Operators

Operators are used here as a general term of callable code blocks that operate on data. These are similar to Ansible’s modules, or Airflow’s operators. In fasthep-flow, operators are used to define stages in a workflow. The operators are defined in the YAML file, and then integrated into the workflow when the DAG is generated. The defined operators can be used to transform data, filter data, or generate data. Operators defined in the YAML file are expected to be callables supporting a specific protocol. When constructing the workflow, fasthep-flow will try to import the module first, e.g. fasthep_flow.operators.bash.BashOperator, which gives the user the flexibility to define their own operators.

Operator Types

There are five types of operators:

  1. Data Input: These are a special set that does not require any input data, and instead generates data. These are used to start a workflow.

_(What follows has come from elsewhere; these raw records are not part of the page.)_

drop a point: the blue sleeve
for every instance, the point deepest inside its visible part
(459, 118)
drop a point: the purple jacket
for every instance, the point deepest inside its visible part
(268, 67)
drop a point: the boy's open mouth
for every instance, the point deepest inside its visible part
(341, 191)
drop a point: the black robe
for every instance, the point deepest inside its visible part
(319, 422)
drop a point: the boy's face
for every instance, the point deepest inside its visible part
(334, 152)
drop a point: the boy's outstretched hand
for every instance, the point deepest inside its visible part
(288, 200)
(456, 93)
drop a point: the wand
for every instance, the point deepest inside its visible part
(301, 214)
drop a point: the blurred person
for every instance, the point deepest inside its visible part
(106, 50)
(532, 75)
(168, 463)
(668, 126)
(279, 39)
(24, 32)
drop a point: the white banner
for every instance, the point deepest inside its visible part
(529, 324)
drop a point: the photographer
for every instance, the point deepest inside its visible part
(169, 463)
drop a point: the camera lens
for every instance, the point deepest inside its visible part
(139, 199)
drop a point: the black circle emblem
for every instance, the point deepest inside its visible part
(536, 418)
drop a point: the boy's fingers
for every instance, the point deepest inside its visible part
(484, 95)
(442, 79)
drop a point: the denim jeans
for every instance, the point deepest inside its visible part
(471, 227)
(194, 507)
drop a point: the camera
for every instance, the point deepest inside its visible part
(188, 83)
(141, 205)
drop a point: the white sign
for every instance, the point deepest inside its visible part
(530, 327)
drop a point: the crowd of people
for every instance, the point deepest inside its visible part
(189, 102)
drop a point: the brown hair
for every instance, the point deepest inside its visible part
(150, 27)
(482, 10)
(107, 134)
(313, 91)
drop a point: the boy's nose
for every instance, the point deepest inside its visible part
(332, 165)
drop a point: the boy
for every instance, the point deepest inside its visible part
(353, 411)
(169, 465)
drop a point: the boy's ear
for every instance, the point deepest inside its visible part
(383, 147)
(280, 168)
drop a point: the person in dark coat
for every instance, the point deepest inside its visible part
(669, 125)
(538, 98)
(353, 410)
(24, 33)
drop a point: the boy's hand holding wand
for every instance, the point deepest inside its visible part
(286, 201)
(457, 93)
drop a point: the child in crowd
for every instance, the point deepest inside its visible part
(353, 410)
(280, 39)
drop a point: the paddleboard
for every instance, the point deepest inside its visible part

  2. Data Output: These are a special set that does not require any output data, and instead consumes data. These are used to end a workflow.

  3. Data Transform: These are the most common operators, and are used to transform data or add data to the workflow.

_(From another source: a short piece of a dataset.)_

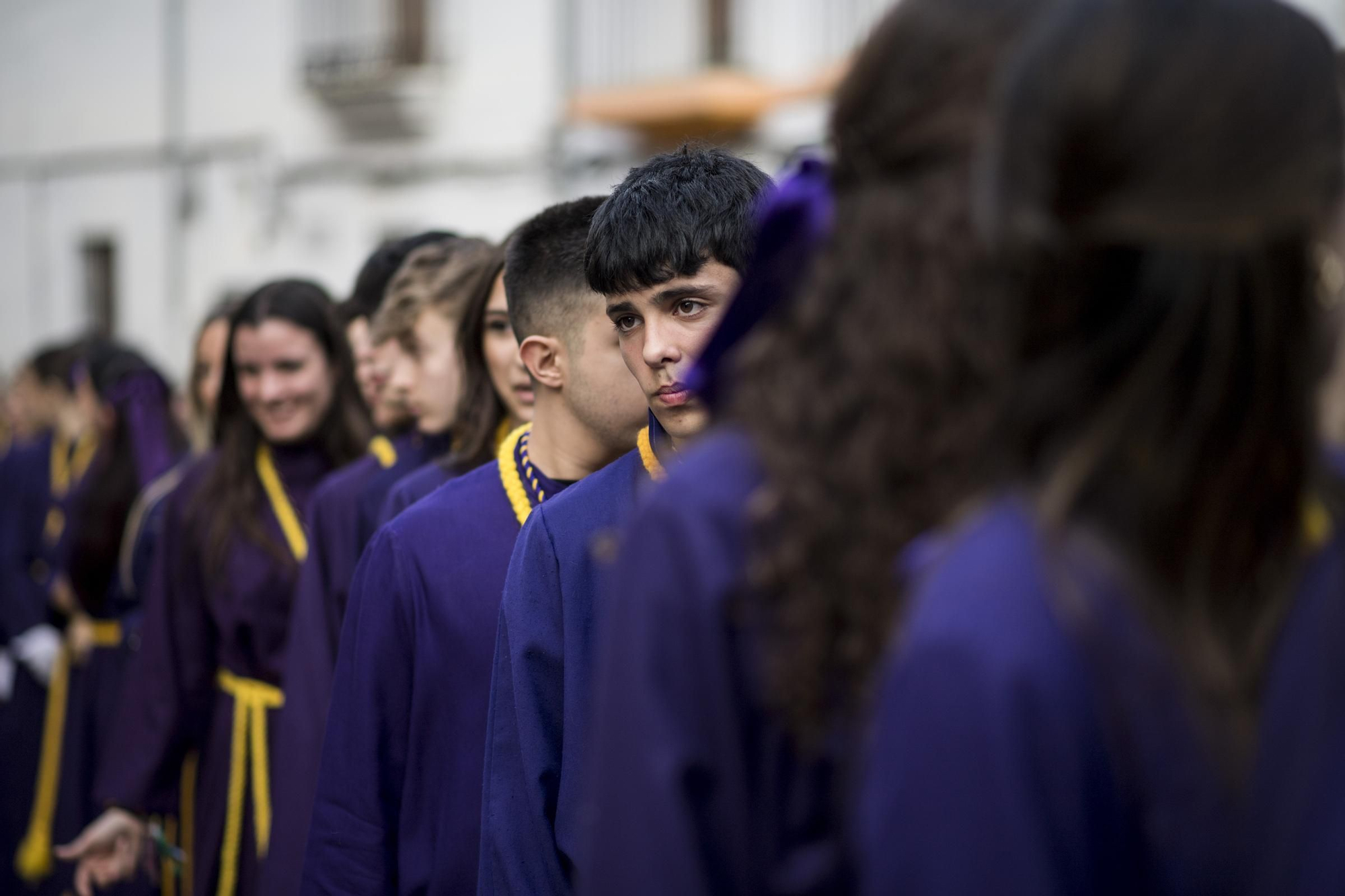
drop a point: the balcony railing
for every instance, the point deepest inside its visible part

  4. Filter: These are used to filter data. They are similar to data transform operators, but instead of adding data, they restrict part of the data to continue in the workflow.

  5. Passive: These are used to monitor the workflow, and are do not change the data. Examples of such modules are the ProvenanceOperator and the MonitoringOperator.

Custom operators

Documentation on how to create custom operators can be found in the developer’s corner.